The Giant Crater Lava Field: Geology and geochemistry of a compositionally zoned, high‐alumina basalt to basaltic andesite eruption at Medicine Lake Volcano, California

Abstract

The Giant Crater lava field consists of >4 km3 of basaltic lava, compositionally zoned from first‐erupted calc‐alkaline basaltic andesite to last‐erupted primitive high‐alumina basalt. On the FeO*/MgO (where FeO* is total Fe calculated as FeO) versus SiO2 discrimination diagram commonly used to distinguish tholeiitic from calc‐alkaline series lavas the compositionally zoned eruption crosses from the tholeiitic field to the calc‐alkaline field. The lavas erupted in a brief span of time about 10,500 years ago from several closely spaced vents on the south flank of Medicine Lake volcano in the southern Cascade Range. Six chemical‐stratigraphic groups were mapped. Lower K2O, higher MgO groups always overlie higher K2O, lower MgO groups. Group 6 lavas erupted last and are aphyric, have high contents of MgO and Ni, and contain as little as 0.07% K2O. Group 1 lavas are porphyritic and have as much as 1.10% K2O. Major element contents of primitive group 6 Giant Crater basalt are very similar to a subset of primitive mid‐ocean ridge basalts (MORB).

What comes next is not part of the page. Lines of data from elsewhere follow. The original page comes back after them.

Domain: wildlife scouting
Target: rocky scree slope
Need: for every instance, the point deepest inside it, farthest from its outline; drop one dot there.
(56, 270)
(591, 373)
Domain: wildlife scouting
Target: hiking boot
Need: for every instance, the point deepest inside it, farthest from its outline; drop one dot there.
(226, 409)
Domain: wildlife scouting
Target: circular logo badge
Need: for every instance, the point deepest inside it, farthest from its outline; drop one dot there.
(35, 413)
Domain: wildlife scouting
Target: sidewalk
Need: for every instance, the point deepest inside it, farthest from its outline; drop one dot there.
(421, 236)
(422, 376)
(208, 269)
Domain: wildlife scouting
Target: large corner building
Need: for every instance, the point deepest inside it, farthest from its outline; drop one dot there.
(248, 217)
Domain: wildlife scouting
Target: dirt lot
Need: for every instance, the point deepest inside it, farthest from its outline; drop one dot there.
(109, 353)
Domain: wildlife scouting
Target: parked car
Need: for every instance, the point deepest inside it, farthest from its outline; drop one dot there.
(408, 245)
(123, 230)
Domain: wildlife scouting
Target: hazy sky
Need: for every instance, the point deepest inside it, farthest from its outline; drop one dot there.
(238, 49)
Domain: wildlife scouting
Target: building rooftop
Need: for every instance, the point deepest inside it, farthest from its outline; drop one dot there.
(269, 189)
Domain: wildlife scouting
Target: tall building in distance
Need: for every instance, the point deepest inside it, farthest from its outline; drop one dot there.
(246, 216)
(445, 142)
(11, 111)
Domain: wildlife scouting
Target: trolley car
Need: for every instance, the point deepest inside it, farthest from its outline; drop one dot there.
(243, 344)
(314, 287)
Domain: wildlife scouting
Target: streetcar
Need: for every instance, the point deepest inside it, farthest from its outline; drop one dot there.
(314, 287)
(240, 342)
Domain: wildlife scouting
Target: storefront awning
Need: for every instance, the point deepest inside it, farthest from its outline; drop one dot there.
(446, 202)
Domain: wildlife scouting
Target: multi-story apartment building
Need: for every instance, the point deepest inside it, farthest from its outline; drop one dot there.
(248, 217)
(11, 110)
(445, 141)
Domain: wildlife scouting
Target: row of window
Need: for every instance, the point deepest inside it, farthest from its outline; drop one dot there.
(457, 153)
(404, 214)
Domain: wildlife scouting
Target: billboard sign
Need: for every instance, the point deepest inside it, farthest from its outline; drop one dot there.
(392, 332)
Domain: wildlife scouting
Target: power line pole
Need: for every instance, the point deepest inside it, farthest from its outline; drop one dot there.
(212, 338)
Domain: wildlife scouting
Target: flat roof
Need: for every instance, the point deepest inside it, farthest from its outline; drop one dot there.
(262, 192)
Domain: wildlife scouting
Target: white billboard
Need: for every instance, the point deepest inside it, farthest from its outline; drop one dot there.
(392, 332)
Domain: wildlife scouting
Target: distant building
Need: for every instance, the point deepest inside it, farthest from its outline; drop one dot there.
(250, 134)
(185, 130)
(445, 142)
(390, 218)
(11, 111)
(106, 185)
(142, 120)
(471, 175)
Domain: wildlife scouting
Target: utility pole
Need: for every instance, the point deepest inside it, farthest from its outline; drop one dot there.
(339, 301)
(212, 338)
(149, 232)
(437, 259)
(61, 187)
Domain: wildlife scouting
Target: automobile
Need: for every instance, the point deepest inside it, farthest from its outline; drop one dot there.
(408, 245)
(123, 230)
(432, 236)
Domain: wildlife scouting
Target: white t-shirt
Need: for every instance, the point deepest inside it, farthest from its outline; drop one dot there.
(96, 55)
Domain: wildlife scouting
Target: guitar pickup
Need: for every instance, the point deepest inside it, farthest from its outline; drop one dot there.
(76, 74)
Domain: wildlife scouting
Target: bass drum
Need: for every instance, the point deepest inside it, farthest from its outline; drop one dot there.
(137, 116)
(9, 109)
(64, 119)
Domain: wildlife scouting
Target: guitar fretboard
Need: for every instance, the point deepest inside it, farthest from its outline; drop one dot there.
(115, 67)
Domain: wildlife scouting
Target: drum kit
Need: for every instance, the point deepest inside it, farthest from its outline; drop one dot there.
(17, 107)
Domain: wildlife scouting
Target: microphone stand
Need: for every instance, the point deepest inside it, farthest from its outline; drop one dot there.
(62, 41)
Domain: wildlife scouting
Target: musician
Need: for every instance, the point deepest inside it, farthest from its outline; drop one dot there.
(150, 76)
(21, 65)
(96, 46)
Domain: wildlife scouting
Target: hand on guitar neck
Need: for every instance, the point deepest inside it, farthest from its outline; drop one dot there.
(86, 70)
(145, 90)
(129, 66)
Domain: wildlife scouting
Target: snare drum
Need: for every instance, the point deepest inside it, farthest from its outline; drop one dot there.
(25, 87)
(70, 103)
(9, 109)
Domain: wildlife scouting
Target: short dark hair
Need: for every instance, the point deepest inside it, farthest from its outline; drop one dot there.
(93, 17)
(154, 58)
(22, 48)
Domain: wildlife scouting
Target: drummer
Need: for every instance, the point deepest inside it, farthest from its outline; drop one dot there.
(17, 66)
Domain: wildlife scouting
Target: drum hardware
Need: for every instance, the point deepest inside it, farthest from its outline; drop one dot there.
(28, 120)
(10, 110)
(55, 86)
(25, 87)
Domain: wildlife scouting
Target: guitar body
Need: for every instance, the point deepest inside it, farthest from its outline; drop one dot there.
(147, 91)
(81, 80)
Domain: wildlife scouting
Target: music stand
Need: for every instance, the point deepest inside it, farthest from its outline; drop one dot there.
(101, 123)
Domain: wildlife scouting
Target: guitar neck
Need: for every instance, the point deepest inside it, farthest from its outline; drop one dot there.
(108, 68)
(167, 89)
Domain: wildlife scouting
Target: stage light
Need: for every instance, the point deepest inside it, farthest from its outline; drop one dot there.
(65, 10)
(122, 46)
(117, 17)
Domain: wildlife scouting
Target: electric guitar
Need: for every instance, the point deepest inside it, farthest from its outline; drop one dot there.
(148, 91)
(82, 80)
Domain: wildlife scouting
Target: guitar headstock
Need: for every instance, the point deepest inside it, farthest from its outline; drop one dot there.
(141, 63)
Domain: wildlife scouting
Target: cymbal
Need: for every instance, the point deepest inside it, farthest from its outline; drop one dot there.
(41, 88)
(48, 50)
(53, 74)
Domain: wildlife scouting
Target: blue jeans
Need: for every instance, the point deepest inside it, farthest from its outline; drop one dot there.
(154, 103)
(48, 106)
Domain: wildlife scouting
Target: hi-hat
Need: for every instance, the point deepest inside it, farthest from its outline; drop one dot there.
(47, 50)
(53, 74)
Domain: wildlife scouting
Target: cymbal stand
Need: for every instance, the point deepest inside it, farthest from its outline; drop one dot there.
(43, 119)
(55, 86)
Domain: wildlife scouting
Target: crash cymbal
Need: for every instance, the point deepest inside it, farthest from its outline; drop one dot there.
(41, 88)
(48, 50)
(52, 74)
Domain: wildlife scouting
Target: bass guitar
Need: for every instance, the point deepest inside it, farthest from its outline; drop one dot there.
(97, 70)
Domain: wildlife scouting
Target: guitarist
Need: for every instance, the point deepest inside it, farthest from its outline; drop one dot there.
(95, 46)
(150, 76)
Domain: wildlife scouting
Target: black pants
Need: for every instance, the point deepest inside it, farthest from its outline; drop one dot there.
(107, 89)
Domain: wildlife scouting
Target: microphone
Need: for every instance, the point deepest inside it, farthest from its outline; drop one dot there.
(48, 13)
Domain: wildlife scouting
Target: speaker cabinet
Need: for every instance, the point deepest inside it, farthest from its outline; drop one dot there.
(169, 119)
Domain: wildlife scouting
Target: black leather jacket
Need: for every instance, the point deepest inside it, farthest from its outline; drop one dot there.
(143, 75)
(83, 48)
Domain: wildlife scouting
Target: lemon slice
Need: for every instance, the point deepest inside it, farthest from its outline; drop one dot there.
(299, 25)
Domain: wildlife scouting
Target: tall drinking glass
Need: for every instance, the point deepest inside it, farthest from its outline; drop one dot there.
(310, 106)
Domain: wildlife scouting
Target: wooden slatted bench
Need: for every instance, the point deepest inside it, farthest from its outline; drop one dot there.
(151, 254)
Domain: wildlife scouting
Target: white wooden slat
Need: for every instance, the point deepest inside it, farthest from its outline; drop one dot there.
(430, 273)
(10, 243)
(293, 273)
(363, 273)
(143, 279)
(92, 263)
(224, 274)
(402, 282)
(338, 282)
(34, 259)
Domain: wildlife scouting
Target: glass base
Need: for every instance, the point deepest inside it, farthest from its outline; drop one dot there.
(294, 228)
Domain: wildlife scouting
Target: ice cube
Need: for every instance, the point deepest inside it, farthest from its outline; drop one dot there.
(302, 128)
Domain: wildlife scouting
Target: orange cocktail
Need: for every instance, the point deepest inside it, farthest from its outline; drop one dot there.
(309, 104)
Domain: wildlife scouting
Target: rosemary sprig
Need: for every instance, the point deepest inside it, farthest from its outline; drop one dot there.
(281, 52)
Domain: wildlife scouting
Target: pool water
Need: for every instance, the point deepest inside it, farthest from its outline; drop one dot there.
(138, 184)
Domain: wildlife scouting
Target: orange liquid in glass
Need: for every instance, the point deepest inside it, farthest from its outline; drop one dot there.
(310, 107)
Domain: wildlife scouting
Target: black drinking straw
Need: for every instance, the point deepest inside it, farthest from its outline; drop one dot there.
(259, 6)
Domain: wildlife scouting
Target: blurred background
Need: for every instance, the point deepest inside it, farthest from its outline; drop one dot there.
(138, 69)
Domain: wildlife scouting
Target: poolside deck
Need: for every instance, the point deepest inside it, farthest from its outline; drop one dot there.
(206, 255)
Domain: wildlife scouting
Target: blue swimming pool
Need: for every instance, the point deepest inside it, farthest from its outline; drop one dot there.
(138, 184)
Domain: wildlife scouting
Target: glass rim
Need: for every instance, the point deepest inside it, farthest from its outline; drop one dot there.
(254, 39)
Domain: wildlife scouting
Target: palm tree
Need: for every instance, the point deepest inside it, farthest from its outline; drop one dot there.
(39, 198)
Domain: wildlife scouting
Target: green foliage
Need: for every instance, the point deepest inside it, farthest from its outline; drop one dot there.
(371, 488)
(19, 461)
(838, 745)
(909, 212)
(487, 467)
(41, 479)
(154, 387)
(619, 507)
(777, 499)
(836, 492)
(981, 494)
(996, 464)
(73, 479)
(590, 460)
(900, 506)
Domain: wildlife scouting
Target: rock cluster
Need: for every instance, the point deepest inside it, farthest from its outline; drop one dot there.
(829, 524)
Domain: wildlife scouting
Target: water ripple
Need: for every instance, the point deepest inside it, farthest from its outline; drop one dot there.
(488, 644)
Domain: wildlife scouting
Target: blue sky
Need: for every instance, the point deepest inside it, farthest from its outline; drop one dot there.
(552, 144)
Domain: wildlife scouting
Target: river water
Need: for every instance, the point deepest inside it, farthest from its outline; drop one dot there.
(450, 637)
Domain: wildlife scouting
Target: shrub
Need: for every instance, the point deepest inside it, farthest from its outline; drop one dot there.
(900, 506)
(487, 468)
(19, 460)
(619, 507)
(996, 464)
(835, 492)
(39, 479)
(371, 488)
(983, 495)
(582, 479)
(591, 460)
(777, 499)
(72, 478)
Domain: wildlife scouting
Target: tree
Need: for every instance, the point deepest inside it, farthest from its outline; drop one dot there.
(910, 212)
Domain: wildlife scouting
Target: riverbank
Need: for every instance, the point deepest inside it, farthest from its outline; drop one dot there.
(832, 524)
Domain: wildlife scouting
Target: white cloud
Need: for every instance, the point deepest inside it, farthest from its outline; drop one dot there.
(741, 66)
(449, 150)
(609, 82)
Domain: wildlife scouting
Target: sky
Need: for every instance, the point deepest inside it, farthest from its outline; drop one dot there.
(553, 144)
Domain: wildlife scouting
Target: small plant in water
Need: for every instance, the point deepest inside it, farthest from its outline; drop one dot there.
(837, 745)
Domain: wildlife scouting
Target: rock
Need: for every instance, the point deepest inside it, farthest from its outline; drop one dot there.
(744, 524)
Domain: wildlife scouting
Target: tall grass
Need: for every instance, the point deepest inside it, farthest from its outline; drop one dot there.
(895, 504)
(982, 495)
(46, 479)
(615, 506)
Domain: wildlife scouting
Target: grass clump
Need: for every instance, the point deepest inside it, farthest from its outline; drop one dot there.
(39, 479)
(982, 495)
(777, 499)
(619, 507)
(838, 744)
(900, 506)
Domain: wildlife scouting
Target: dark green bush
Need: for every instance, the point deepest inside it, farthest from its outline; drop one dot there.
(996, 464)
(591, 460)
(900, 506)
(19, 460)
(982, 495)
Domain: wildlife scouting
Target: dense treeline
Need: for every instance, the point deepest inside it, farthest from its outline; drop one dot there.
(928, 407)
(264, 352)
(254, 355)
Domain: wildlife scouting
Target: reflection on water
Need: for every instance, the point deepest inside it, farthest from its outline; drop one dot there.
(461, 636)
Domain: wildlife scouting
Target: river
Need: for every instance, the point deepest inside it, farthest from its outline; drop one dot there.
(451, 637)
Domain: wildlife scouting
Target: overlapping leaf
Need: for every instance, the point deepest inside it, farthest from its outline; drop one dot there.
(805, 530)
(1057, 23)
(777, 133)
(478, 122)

Group 6 lava is more depleted in middle and heavy rare earth elements (REE) and Y than is primitive MORB, but it is enriched in large ion lithophile elements (LILE). These LILE enrichments may be a result of fluid from the subducting slab interacting with the mantle beneath Medicine Lake volcano. The group 6 REE pattern is parallel to the pattern of normal‐type MORB, indicating a similar although perhaps more depleted mantle source. The location of Medicine Lake volcano in an extensional environment behind the volcanic front facilitates the rise of mantle‐derived melts. Modification of the primitive group 6 basalt to more evolved compositions takes place in the upper crust by processes involving fractional crystallization and assimilation. The group 1 calc‐alkaline Giant Crater basaltic andesite produced by these processes is similar to other Cascade basaltic andesites, implying that a similar high‐alumina basalt may be parental.